Senator Orrin Hatch (R-Utah), Ranking member on the Finance Committee, has introduced S 1270 the Secure Annuities for Employee Retirement Act, S. 1270, which addresses two critically important aspects of retirement policy: 401(k) plan coverage and access to professional investment advice for workers and retirees. The legislation is designed to ensure that retirees continue to have affordable access to professional investment advice. The Acting Secretary of Labor is set to rewrite a 1975 regulation and dramatically expand the ERISA fiduciary duty and prohibited transaction rules applicable to 401(k) plans. According to Senator Hatch, the Acting Secretary also intends to apply the new and restrictive rules to IRAs, which will cause investment advisers to stop providing advice to many IRA owners.
The IRA prohibited transaction rules are codified solely in the Internal Revenue Code and address transactions that involve self-dealing and conflicts of interest. Prior to the issuance of 1978 Executive Order 12108, Treasury had jurisdiction over the IRA prohibited transaction rules governing investment advice. The 1978 order transferred Treasury' s jurisdiction to the DOL.
The SAFE Retirement Act restores jurisdiction for IRA prohibited transaction rules to the Treasury Department. In addition, under the legislation, Treasury will be required to consult with the SEC when prescribing rules relating to the professional standard of care owed by brokers and investment advisers to IRA owners.
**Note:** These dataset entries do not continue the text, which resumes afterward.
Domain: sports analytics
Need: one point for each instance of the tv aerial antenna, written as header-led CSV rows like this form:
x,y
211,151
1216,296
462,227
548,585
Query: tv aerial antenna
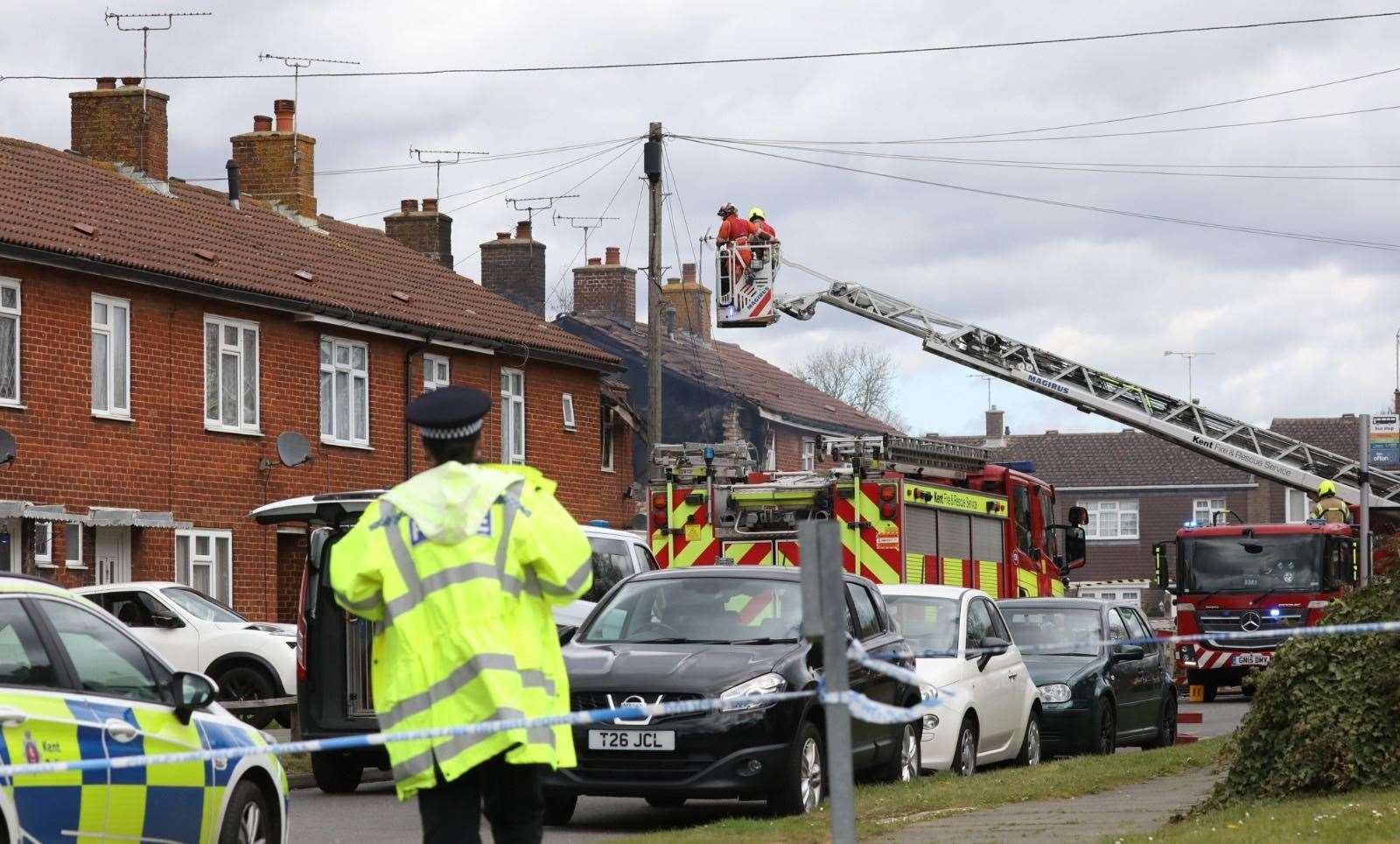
x,y
298,63
441,158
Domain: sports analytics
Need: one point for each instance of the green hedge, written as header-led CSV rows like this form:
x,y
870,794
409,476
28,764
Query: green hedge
x,y
1326,714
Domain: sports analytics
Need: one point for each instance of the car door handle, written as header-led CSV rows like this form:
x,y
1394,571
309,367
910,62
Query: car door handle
x,y
119,729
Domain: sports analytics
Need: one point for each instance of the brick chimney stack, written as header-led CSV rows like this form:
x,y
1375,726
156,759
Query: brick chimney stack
x,y
692,302
108,123
514,268
606,286
427,230
273,165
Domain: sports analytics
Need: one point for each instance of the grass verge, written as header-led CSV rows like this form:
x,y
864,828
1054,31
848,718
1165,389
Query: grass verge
x,y
1354,818
884,808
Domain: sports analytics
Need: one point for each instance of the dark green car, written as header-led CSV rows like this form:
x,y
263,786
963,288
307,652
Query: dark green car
x,y
1094,699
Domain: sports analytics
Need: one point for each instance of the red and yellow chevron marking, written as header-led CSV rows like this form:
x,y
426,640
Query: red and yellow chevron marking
x,y
692,541
872,552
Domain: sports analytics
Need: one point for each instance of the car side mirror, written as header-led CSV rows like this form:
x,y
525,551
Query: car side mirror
x,y
192,692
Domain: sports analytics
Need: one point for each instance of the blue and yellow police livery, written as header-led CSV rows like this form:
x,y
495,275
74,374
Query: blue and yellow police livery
x,y
76,686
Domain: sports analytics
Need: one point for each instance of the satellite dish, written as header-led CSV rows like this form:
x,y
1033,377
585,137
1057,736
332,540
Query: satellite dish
x,y
293,449
7,447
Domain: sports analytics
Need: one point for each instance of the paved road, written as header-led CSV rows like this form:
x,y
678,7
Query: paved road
x,y
373,813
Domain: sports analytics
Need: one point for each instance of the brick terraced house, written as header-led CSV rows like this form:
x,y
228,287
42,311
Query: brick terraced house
x,y
158,337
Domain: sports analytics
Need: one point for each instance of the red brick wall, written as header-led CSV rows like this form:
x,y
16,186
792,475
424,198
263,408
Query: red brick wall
x,y
165,461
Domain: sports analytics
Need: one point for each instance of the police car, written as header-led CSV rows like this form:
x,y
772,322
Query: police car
x,y
74,685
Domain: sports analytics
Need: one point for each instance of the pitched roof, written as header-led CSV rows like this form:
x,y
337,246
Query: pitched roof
x,y
357,274
728,368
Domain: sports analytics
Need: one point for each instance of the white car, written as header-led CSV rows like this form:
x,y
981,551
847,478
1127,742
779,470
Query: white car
x,y
193,633
989,710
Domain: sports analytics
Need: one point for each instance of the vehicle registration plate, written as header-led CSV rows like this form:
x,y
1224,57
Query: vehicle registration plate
x,y
632,739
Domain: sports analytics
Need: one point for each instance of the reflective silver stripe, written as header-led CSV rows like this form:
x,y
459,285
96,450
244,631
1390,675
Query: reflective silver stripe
x,y
424,762
574,583
444,689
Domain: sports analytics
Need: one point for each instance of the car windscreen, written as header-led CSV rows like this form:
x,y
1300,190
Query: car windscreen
x,y
612,562
711,610
1253,564
200,606
1054,631
928,622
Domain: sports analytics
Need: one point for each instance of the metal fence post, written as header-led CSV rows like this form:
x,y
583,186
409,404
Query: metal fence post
x,y
823,618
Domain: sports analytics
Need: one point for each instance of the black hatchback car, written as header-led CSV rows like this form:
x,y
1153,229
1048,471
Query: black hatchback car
x,y
1094,699
727,633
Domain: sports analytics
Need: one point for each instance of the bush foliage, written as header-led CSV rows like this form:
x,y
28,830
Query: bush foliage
x,y
1326,714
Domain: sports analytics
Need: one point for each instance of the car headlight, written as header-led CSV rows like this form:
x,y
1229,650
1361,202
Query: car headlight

Specifically, the Secretary of the Treasury must consult with the SEC in prescribing regulations, rulings, opinions, and exemptions that provide guidance of general application as to the professional standards of care, whether involving fiduciary, suitability, or other standards, owed by brokers and investment advisors to owners and account holders of accounts and annuities.
The 1978 Executive Order also transferred to the DOL some of the Treasury Department's joint jurisdiction over the prohibited transaction rules applicable to retirement plans. The legislation would retore joint jurisdiction to Treasury and the DOL. Joint jurisdiction makes sense in light of the DOL proposal to expand the 1975 regulation because Treasury must enforce prohibited transaction violations through the assessment of excise taxes, said Senator Hatch. Treasury should have a role to play in any expansion of the rules because expanded rules will mean more excise tax cases for the IRS to process.